Contemporary art can be seen as a continuity within art history, with it being characterized by going against norms and in response to the relatively standardized art movements of the past. However, if art history can be seen as a tree and its movements as each of its branches, contemporary art could be seen as a fractal, with it being characterized by many different “micromovements” that each contain their own artistic norms and set of rules. 

This is fundamentally what makes contemporary art so powerful. Each of these “micromovements” (that is, the term I’m coining to represent the individual artistic rules that seemingly each contemporary art piece abides by) questions and elicits a discussion about what we consider art and an art movement. In contrast to the avant-garde yet easily traceable progression of movements in the past, contemporary art fringes off in a million different directions, each direction questioning artistic and human identity. 

Now, regardless of the artistic trends and the context of broader art history, contemporary art can still be undeniably obscene. Within the public eye, it is still a stretch to call some contemporary art artistic. 

But how far are we willing to stretch to consider something art? How much of the obscenity or simplicity are we willing to overlook to determine if something is art or not? If we determine a piece is artistic, yet it still has offensive elements, what does that say about us? These are the questions that exist within the nature of contemporary art, and they are the same questions that give it value

In the words of Art & Design freshman Ellie Lee, “People are always going to try to analyze art, and if they can’t understand it, they’ll either get mad or stay confused.” The purpose of contemporary art is to elicit a reaction, whether it’s anger, disgust or any other emotion. Its purpose is to call attention to the experience of the audience. 

What is the role of art in the 21st century and more broadly what is art? These questions, brought up by different pieces of contemporary art, empower the movement.
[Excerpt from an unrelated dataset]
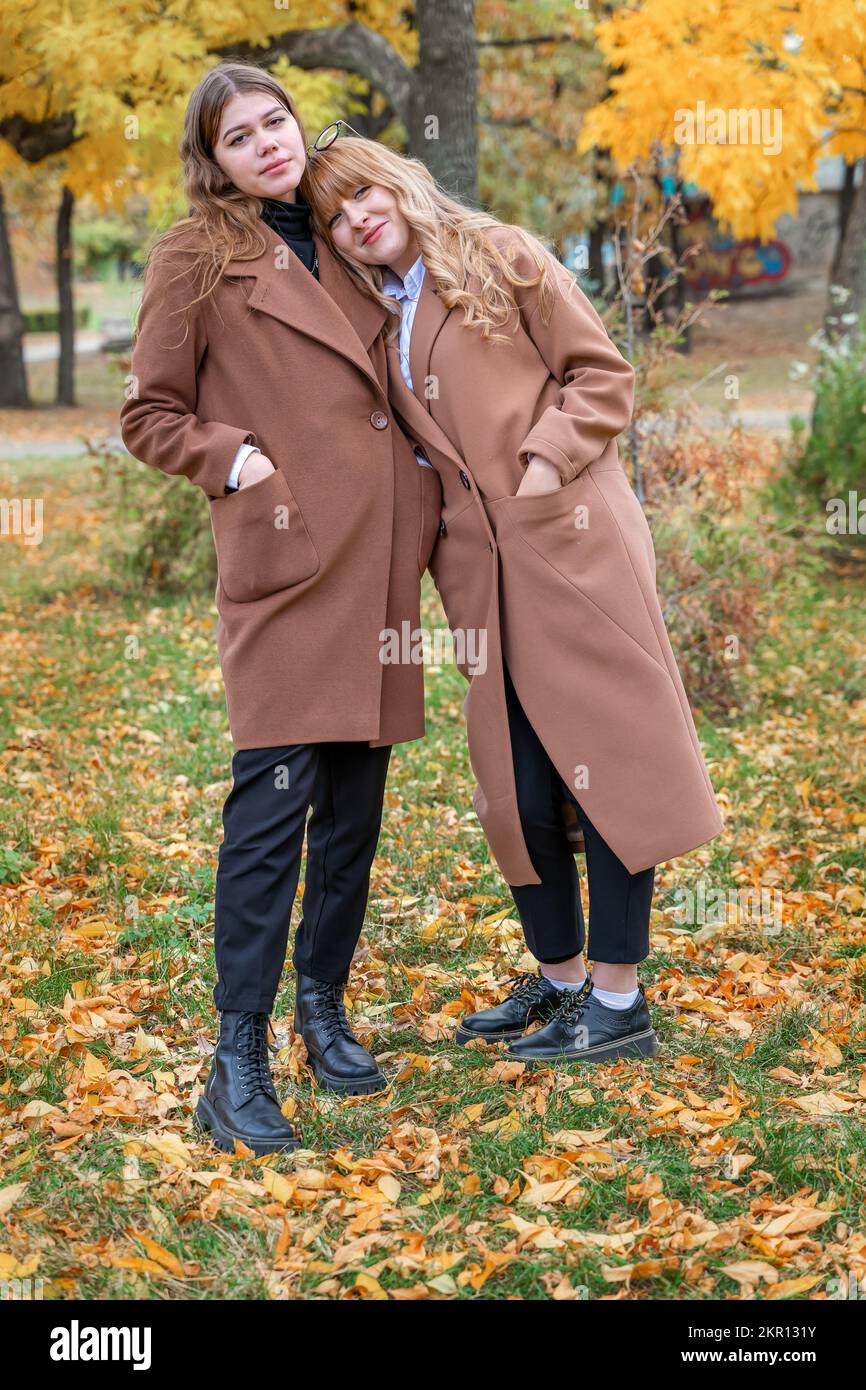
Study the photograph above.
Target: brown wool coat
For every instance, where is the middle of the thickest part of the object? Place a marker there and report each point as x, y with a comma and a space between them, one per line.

The movement itself hinges on the idea that the meaning of the art comes from within the audience and the importance shifts from whatever grandiose scene might be pictured in previous forms of visual art, to the person participating in the art itself. To use an example from earlier, Levitated Mass uses the audience’s experience of walking under it to place monumental importance on them.

The focus on human emotions is what has characterized art for centuries. Art & Design lecturer William Burgard details the premise and core of art as “making something that is informed by your emotions.” Contemporary artists use this focus on human emotions and manipulate it in a way to make the audience question their own identity and place within the world. 

Burgard also elaborates that “Artists will always deal with what humankind branches into,” which is especially important when analyzing the cause and meaning of contemporary art from a historical perspective. Now more than ever we see the commodification of art, such as poster prints at a supermarket, or NFTs selling for egregious amounts of money online. 

It is because of this historical progression of commodification due to neoliberalism, capitalism and globalization that artists are, now more than ever, focused on creating art for art’s sake. This is why contemporary art has been so uncharacteristically unique relative to other art movements. 

This trend seen with visual art does not exist within a vacuum as well. We can see similar processes happening with avant-garde jazz artists such as Wynton Marsalis, as the commodification of pop songs and hip-hop runs rampant throughout the music industry. 

The uniqueness of contemporary art empowers it. It brings up questions, raises discussions and challenges identity. Its very existence is emblematic of the discussions we are now having as a global community, which is why it is so important and why we must focus on it as we continue to streamline our global identity.